If I had truly valued myself, I would not have stayed on that rollercoaster—looping around disrespect, manipulation, and little breadcrumb-croutons of affection. He made it clear that my weight, my age, my autism, my race, my nationality—any of it—could be used against me in moments of emotional constipation. And I stayed.

That is on me.

Do not expect someone to change just because you can see their potential. That might be your rose-coloured glasses talking. People who want you in their life work to keep you there. People who hurt you try to make it right.

We all mess up. But parasites? Parasites destroy. They feed on light and love and vulnerability. They consume.

And then they move on.

They do not heal—they hide.

Honestly, they would make a decent X-File.

But okay—what if I was wrong? What if he really was just… human. Altruistic, thoughtful, oddly charming. Trying his best. Maybe hiding his past consumed him. Maybe everything he buried started surfacing. Maybe his old coping strategies stopped working. Add in job stress, COVID, family drama, a massive drinking problem, and yeah—meltdown achieved.

A connection—with me—came with exposure.
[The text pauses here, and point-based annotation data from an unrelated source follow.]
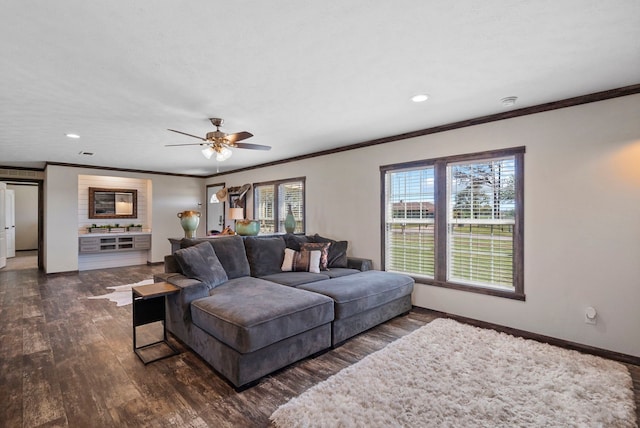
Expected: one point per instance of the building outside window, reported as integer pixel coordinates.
(457, 221)
(274, 199)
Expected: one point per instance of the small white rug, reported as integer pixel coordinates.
(448, 374)
(122, 293)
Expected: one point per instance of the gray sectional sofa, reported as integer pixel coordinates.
(247, 317)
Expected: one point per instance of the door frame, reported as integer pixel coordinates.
(40, 183)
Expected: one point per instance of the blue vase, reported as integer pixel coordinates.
(289, 222)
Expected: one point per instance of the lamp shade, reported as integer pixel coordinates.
(236, 213)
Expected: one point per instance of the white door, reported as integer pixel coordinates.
(3, 231)
(10, 222)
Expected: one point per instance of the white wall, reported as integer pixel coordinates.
(168, 196)
(26, 215)
(582, 216)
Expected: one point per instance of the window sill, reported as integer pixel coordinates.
(473, 289)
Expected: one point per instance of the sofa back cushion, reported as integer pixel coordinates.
(200, 262)
(230, 251)
(265, 255)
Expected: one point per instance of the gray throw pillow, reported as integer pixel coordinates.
(337, 251)
(200, 262)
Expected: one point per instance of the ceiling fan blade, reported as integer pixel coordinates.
(188, 135)
(238, 136)
(252, 146)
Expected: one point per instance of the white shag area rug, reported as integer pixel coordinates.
(448, 374)
(122, 293)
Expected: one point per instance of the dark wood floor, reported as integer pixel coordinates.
(68, 361)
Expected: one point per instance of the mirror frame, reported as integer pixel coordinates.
(92, 203)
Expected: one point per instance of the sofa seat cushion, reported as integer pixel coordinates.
(293, 279)
(357, 293)
(338, 272)
(249, 313)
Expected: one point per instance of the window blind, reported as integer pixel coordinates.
(264, 207)
(480, 222)
(291, 196)
(409, 223)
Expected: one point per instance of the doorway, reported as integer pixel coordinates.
(215, 210)
(27, 245)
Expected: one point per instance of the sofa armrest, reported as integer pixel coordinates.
(170, 264)
(360, 264)
(179, 304)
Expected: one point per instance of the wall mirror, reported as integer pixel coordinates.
(215, 209)
(113, 203)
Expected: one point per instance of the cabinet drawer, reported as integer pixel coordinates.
(89, 248)
(89, 241)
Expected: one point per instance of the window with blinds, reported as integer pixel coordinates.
(272, 201)
(457, 221)
(480, 221)
(291, 199)
(409, 221)
(264, 208)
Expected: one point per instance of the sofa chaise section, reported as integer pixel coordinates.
(364, 300)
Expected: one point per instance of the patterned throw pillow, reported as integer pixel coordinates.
(301, 261)
(323, 247)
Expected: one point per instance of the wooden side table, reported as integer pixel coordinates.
(149, 302)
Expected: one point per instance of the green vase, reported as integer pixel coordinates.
(247, 227)
(289, 222)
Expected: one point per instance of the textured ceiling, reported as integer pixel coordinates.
(301, 76)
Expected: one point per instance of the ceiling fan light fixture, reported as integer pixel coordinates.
(419, 98)
(207, 152)
(223, 154)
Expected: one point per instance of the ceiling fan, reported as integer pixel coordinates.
(219, 142)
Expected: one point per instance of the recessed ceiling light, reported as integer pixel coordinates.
(508, 101)
(419, 98)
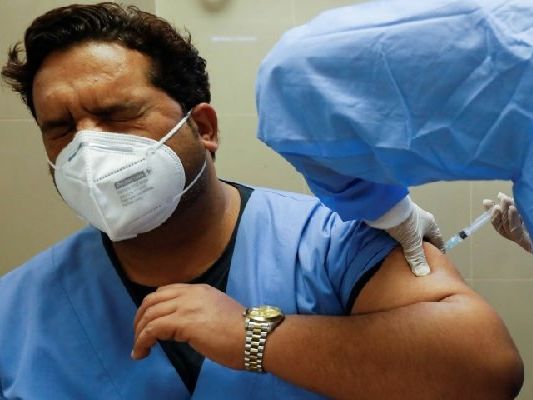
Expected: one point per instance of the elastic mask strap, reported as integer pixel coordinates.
(190, 185)
(173, 130)
(51, 164)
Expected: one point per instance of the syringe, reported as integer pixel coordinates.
(466, 232)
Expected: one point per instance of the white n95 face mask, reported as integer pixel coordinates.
(120, 183)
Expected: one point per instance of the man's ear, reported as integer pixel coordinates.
(205, 118)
I saw through things. I asked questions. I wrote blogs and used his name.

He did not ask me to take them down. That would have meant admitting he read them. He could not do that. So instead, he got angry. Not because what I said was untrue—but because others were seeing it.

He started punishing me for my honesty.

Short replies. Discarding me the moment he got what he came for. It spiralled. Every misstep got a new tag. And he just… could not truly be sorry.

He could not explain. He could not own anything. He hated how exposed he felt—while I was begging to be seen. Eventually I wanted out. He let me go. But life does not always play nice with endings.

We kept orbiting each other.

Miserable satellites stuck in an emotional eclipse. And still—neither of us really understood how we got here.

How We Took Two Aching People and Made Each Other Worse, the title of my memoirs.